The issue
In February 2009, the Liberal party introduced Bill C-300: An Act Respecting Corporate Accountability for the Activities of Mining, Oil, or Gas in Developing Countries. Contained in this bill were a series of proposed punitive measures if a Canadian-owned oil, gas, or mining company was judged to be behaving in a manner inconsistent with yet-to-be-defined guidelines.

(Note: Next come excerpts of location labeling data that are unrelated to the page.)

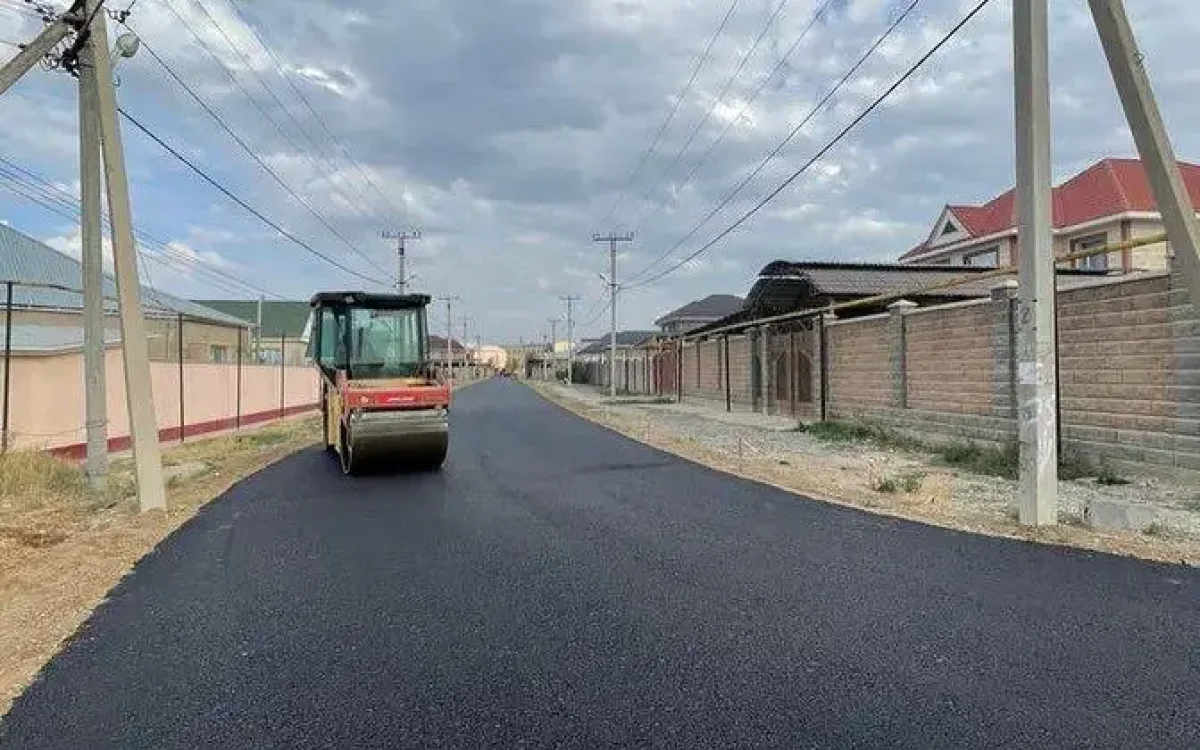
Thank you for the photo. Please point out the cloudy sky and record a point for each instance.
(509, 131)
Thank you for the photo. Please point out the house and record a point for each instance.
(48, 309)
(459, 354)
(1107, 203)
(277, 324)
(600, 348)
(785, 286)
(699, 312)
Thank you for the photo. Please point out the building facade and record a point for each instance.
(1107, 203)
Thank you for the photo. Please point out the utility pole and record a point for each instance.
(401, 238)
(553, 348)
(612, 239)
(1036, 337)
(258, 333)
(463, 345)
(91, 233)
(96, 82)
(570, 339)
(1150, 135)
(449, 300)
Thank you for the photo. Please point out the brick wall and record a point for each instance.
(948, 359)
(859, 369)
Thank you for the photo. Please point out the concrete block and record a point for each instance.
(1120, 515)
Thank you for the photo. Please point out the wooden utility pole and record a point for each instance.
(1036, 357)
(401, 238)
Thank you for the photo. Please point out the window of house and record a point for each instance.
(1092, 263)
(985, 258)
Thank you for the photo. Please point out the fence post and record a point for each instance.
(791, 370)
(237, 417)
(179, 352)
(7, 364)
(729, 387)
(1003, 346)
(823, 345)
(283, 364)
(899, 340)
(679, 372)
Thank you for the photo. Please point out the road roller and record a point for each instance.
(383, 405)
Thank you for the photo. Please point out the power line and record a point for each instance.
(237, 82)
(825, 149)
(72, 214)
(240, 202)
(258, 160)
(762, 165)
(262, 82)
(671, 114)
(279, 65)
(729, 126)
(717, 101)
(47, 195)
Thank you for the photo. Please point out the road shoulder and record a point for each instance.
(903, 484)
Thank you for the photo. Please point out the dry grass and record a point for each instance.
(63, 550)
(933, 502)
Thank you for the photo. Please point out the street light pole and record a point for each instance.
(570, 339)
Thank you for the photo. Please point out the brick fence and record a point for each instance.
(1129, 370)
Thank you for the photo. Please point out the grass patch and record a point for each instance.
(905, 483)
(262, 437)
(977, 459)
(1108, 477)
(1156, 529)
(33, 480)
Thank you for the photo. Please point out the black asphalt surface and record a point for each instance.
(558, 586)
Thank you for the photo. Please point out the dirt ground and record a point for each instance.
(852, 473)
(61, 551)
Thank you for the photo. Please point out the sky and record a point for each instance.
(511, 131)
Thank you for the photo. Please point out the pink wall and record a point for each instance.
(47, 397)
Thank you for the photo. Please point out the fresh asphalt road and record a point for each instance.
(557, 585)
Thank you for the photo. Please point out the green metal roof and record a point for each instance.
(25, 259)
(280, 317)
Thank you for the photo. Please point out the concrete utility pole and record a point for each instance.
(570, 339)
(91, 233)
(463, 342)
(1150, 136)
(401, 238)
(612, 239)
(449, 300)
(258, 333)
(42, 45)
(1036, 337)
(553, 348)
(97, 81)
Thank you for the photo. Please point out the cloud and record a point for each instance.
(507, 130)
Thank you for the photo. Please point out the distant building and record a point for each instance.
(699, 312)
(285, 323)
(1107, 203)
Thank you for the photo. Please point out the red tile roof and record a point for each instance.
(1108, 187)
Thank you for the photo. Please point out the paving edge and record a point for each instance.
(268, 459)
(1031, 537)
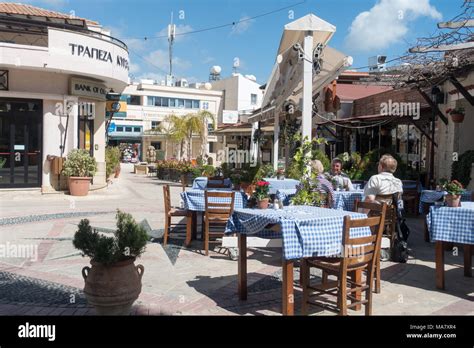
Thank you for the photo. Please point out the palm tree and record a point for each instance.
(177, 131)
(198, 123)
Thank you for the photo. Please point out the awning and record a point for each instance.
(278, 88)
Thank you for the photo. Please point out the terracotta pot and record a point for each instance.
(79, 186)
(457, 118)
(113, 289)
(117, 171)
(453, 200)
(262, 204)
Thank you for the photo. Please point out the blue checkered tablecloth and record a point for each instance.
(343, 200)
(194, 199)
(200, 183)
(431, 196)
(276, 184)
(306, 231)
(452, 224)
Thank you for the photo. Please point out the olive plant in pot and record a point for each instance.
(80, 167)
(261, 194)
(454, 190)
(113, 283)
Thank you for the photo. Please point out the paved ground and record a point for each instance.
(181, 280)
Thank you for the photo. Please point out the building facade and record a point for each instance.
(55, 73)
(148, 106)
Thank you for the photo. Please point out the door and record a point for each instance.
(20, 143)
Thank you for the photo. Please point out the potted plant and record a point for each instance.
(80, 167)
(113, 283)
(457, 114)
(280, 174)
(261, 194)
(236, 179)
(454, 190)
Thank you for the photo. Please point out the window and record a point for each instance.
(134, 100)
(253, 99)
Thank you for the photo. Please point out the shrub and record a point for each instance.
(112, 159)
(129, 240)
(461, 169)
(80, 163)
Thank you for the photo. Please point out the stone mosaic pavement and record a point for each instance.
(180, 280)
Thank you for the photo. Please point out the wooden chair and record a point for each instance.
(372, 209)
(359, 254)
(171, 212)
(219, 208)
(390, 217)
(411, 195)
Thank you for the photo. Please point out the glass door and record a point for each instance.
(20, 143)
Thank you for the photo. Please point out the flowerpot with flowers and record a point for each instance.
(280, 174)
(80, 167)
(261, 194)
(457, 114)
(454, 190)
(113, 282)
(236, 179)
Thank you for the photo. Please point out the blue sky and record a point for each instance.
(364, 28)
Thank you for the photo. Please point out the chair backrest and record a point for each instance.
(219, 204)
(167, 198)
(362, 251)
(217, 182)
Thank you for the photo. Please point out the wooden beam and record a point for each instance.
(422, 131)
(433, 106)
(462, 90)
(441, 48)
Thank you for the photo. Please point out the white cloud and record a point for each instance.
(386, 23)
(242, 27)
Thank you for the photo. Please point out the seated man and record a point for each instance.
(384, 183)
(342, 180)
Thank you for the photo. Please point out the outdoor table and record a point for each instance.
(306, 232)
(201, 182)
(276, 184)
(194, 202)
(343, 200)
(431, 196)
(452, 225)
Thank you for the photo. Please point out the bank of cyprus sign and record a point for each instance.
(88, 89)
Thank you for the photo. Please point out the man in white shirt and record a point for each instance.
(336, 174)
(383, 183)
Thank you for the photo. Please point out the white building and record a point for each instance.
(148, 106)
(55, 73)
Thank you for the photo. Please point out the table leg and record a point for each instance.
(242, 266)
(189, 226)
(194, 224)
(467, 260)
(288, 299)
(356, 277)
(440, 265)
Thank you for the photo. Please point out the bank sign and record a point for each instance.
(82, 53)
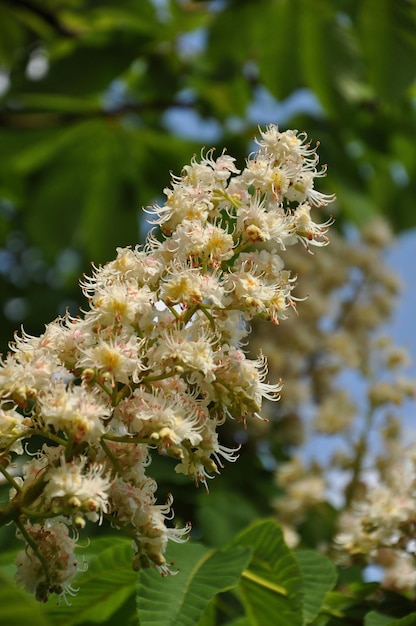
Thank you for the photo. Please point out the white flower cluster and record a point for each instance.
(379, 527)
(156, 362)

The Canadian Chamber of Commerce and its network across the country mobilized to lobby against Bill C-300 as the proposed legislation would institutionalize a process for launching sensational-and unproven-accusations against Canadian extractive companies, alleging they are engaged in the most repugnant of activities in developing countries. Bill C-300 would also establish an unnecessary and duplicate process for dealing with complaints against Canadian mining, oil, and gas companies, which must already abide by internationally-recognized corporate social responsibility guidelines. Our voice was heard loudly.
What we got for you
On October 27, 2010, members of Parliament defeated Bill C-300.
How does this benefit me?
Canada’s mining, oil and gas companies are world leaders and know that responsible behaviour at home and abroad makes good business sense. Their reputation for good citizenship wherever they operate in the world is an invaluable asset that they work hard to maintain. The passing of Bill C-300 would have harmed the tens of thousands of families who work in the extractive sector as well as severely hobbled Canadian extractive companies’ international competitiveness and reputations, while doing little to further the interests of people in developing countries.